The effects of radioprotectant and potential antioxidant agent amifostine on the structure and dynamics of DPPC and DPPG liposomes


Arslan G. C., SEVERCAN F.

BIOCHIMICA ET BIOPHYSICA ACTA-BIOMEMBRANES, cilt.1861, sa.6, ss.1240-1251, 2019 (SCI-Expanded) identifier identifier identifier

  • Yayın Türü: Makale / Tam Makale
  • Cilt numarası: 1861 Sayı: 6
  • Basım Tarihi: 2019
  • Doi Numarası: 10.1016/j.bbamem.2019.04.009
  • Dergi Adı: BIOCHIMICA ET BIOPHYSICA ACTA-BIOMEMBRANES
  • Derginin Tarandığı İndeksler: Science Citation Index Expanded (SCI-EXPANDED), Scopus
  • Sayfa Sayıları: ss.1240-1251
  • Anahtar Kelimeler: Amifostine, DPPC, DPPG, Drug-membrane interaction, FTIR spectroscopy, DSC, TRANSFORM INFRARED-SPECTROSCOPY, DIFFERENTIAL SCANNING CALORIMETRY, OXIDATIVE STRESS, IONIZING-RADIATION, STRONGLY INTERACTS, MEMBRANE, MODEL, TAMOXIFEN, BILAYERS, CHOLESTEROL
  • Orta Doğu Teknik Üniversitesi Adresli: Hayır

Özet

Agents capable of scavenging ROS have attracted attention recently because of their potential use as anti oxidative agents. Amifostine, a ROS scavenger, has the potential to be used as an antioxidant in therapeutic applications.

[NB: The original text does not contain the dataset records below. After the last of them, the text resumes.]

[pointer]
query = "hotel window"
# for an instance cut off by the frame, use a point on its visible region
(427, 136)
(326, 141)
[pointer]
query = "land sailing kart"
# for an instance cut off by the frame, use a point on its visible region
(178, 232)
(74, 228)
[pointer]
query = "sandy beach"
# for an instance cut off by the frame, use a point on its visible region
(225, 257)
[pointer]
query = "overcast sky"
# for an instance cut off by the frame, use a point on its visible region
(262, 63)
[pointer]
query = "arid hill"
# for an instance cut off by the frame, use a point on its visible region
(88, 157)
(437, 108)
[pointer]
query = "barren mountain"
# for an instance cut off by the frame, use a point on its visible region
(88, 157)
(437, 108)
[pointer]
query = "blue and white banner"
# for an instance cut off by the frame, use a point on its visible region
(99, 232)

In this study, the effect of amifostine on neutral zwitterionic dipalmitoylphosphatidylcholine (DPPC) and anionic dipalmitoylphosphatidylglycerol (DPPG) model membranes' structure and dynamics is aimed to be examined by Fourier transform infrared (FTIR) spectroscopy and differential scanning calorimetry (DSC). Our results revealed that amifostine at concentrations used (1-24 mol%) does not induce any important alteration in the shape of phase transition curve and phase transition temperature in the DPPC and DPPG membranes. High concentrations of amifostine slightly increased the acyl chain flexibility of DPPC membranes in the liquid crystalline phase and DPPG membranes in the gel phase. A lessening in the dynamics of DPPC liposomes was observed for all concentrations of amifostine in both phases but slight dual effect was observed only in the gel phase as a decrease in dynamics at low concentrations and an increase at higher concentrations of amifostine in DPPG liposomes. Additionally, strong hydrogen bonding was observed for both C=O and PO2- groups in case of DPPC and for PO2- groups in case of DPPG. Dehydration around the C=O regions occurred in case of DPPG. Accordingly, amifostine is proposed to be interacting strongly with zwitterionic and negatively charged membrane head groups and glycerol backbone in all concentrations and because of this interaction it causes some changes in lipid order and dynamics especially at high concentrations.